Sendo assim, é importante deixar claro que a perseguição virtual (por exemplo, mensagens intimidatórias ou o envio de fotos indesejadas) configura, sim, um perigo real, com possibilidade de consequências irreversíveis. Como se defender desta prática obsessiva?

Em abril de 2021, foi sancionada a Lei 14.132, que criminaliza as perseguições insistentes, incluindo o cyberstalking. A pena prevista é de seis meses a dois anos de reclusão, além de multa. No entanto, o stalking – termo inglês para perseguição – não é nada novo. Está, muitas vezes, diretamente conectado à violência contra as mulheres e pode ocorrer sob pretextos como o ciúme, a inveja ou o desejo de vingança. Destaca-se que, no caso de vítimas crianças, adolescentes ou idosas, a pena para o crime de stalking é aumentada; o mesmo ocorre para as vítimas mulheres em qualquer idade.

À medida que a sociedade se torna cada vez mais conectada por meio da tecnologia, criminosos expandem os horizontes do cyberstalking, deixando as vítimas impotentes diante do seu poder de alcance.

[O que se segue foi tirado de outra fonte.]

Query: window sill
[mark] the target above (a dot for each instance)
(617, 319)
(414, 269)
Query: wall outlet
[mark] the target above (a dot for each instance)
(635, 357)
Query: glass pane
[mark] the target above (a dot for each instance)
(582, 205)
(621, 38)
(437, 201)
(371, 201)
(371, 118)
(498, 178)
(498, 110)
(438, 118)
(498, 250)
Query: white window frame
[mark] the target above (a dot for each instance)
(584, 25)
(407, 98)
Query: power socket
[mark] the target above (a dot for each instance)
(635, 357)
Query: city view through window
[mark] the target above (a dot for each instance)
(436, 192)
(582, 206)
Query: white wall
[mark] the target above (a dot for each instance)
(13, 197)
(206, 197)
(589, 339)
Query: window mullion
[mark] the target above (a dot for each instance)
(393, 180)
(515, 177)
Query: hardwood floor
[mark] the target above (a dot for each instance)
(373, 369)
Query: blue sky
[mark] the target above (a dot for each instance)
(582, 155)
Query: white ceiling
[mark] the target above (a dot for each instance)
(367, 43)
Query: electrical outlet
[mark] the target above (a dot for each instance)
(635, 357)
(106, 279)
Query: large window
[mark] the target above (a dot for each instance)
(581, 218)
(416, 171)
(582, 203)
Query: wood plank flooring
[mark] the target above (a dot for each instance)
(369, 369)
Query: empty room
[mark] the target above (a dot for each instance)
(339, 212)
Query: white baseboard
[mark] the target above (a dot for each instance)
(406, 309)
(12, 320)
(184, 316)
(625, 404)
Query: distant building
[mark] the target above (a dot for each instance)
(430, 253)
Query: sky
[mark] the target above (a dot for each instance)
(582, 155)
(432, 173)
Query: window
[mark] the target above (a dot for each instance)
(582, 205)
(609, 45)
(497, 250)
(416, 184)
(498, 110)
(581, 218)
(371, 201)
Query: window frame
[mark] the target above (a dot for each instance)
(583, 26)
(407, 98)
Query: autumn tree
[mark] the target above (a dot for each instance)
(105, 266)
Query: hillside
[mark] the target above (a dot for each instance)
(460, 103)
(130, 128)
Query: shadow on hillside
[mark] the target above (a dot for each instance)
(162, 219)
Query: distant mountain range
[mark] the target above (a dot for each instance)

Mas há medidas indispensáveis para coibir assédios, e o delegado Dário Freitas, que atua na Delegacia Especial de Repressão aos Crimes Cibernéticos (DRCC), no Distrito Federal, compartilha informações essenciais sobre como prevenir e interromper perseguições, salientando que a prática pode causar traumas e danos irreparáveis à imagem e à honra da vítima, especialmente no campo cibernético.

Foto: Divulgação

Clara Jardim: Para começarmos, quem são as pessoas que praticam a perseguição?

Delegado Dário: Nós temos observado que os que praticam crimes como o stalking e o cyberstalking são pessoas que demonstram uma baixa capacidade emocional para lidar com os problemas cotidianos e uma dificuldade acentuada de lidar com a rejeição e as frustrações. Então, temos um problema. Pois essas pessoas passam a escalar uma fixação por outra pessoa, evoluindo para violações físicas, incluindo violações sexuais.

Nos casos quando uma medida protetiva é desrespeitada, Dário salienta que a lei conhecida por Maria da Penha pode ser aplicada, pois o descumprimento de uma decisão judicial que defere medidas protetivas de urgência prevê uma detenção de três meses a dois anos; se houver flagrante, a fiança só é concedida por uma autoridade judicial. No caso de o perseguidor voltar a procurar a vítima, esta deve relatar a perturbação à Delegacia de Polícia imediatamente.

Clara Jardim: E quanto às vítimas de perseguição?

Delegado Dário: No caso das vítimas, os estágios pelos quais elas passam até se reconhecerem como vítimas são complexos. Pois é um crime que exige habitualidade. O indivíduo pode demorar para perceber que é vítima, porque o assédio, sobretudo no início, pode se confundir com comportamentos corriqueiros, inocentes, carinhosos. “Posso estar enganada. Não, isso não está acontecendo comigo.” A pessoa pode não perceber que a situação já passou da esfera comum para a criminal. Já é vítima do crime de stalking ou de cyberstalking, mas tem medo de estar reagindo exageradamente à abordagem. Na minha experiência, quando as vítimas se dão conta de que estão sendo perseguidas, elas ficam sem saber como agir. Essa validação de que a pessoa está sendo vítima é penosa, pois o nosso meio social não dá muita credibilidade a ela e não faz o devido reconhecimento da gravidade do que pode acontecer à vítima.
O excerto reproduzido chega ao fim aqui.